In [None]:
import pandas as pd

from sklearn.preprocessing import LabelEncoder

## CRISP-DM Process

1. Business Understanding: Stroke is a disease that affects the arteries leading to and within the brain. It is the number 5 cause of death and a leading cause of disability in the United States. A stroke occurs when a blood vessel that carries oxygen and nutrients to the brain is either blocked by a clot or bursts (or ruptures). When that happens, part of the brain cannot get the blood (and oxygen) it needs, so it and brain cells die. Stroke is a medical emergency. Prompt treatment is crucial. Early action can reduce brain damage and other complications. The good news is that strokes can be treated and prevented, and many fewer Americans die of stroke now than in the past. (https://www.cdc.gov/stroke/index.htm)

2. Data Understanding: This dataset collect from patients who have been diagnosed with stroke, and it contains 5110 rows and 12 columns. The dataset contains 5110 observations and 12 variables. The dataset contains 5 numerical variables and 7 categorical variables.

3. Prepare Data: Download the dataset from Kaggle and import the dataset into Jupyter Notebook. Check the missing values and outliers. Then, clean the dataset by removing the missing values and outliers.

4. Data Modeling: Use the cleaned dataset to build the model. The model will be built by using the following algorithms: Logistic Regression, Decision Tree, Random Forest, and XGBoost.

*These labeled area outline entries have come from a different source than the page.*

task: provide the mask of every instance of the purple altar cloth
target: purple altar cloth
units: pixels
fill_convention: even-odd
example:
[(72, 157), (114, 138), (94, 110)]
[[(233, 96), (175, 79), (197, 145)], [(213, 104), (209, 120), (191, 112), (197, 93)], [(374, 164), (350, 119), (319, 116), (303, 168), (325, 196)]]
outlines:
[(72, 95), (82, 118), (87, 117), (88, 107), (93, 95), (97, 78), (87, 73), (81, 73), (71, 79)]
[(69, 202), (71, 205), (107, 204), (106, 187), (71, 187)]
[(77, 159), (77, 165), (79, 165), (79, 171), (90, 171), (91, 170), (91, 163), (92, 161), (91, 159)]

5. Evaluate the Results: Evaluate the results by using the following metrics: Accuracy, Precision, Recall, F1-Score, and ROC-AUC.

In [None]:
df = pd.read_csv("../DataSet/brain_stroke.csv")
df.head()

## Process categorical variables

In [None]:
cat_cols = df.select_dtypes(include = ['object']).columns.to_list()

In [None]:
def label_encoder(df, cat_cols):
    """
    This function takes in a dataframe and a list of categorical columns and returns a dataframe with the categorical columns encoded.

    Args:
        df (dataframe): dataframe to be encoded
        cat_cols (list): list of categorical columns

    Returns:
        dataframe: dataframe with categorical columns encoded
    """
    for i in cat_cols:
        le = LabelEncoder()
        df[i] = le.fit_transform(df[i])
    return df

In [None]:
df = label_encoder(df, cat_cols)
df.head()

## Handle missing values

In [None]:
df.info()

In [None]:
df.dropna(inplace=True)
df.info()

## Analysis, Modeling, Visualization

In [None]:
import matplotlib.pyplot as plt
import seaborn as sns

### Question 1: What is the ratio of stroke patients to non-stroke patients in this dataset and it follows the same ratio in the real world?

In [None]:
labels =df['stroke'].value_counts(sort = True).index
sizes = df['stroke'].value_counts(sort = True)

plt.figure(figsize=(7,7))
plt.pie(sizes, labels=labels, autopct='%1.1f%%', shadow=True, startangle=90,)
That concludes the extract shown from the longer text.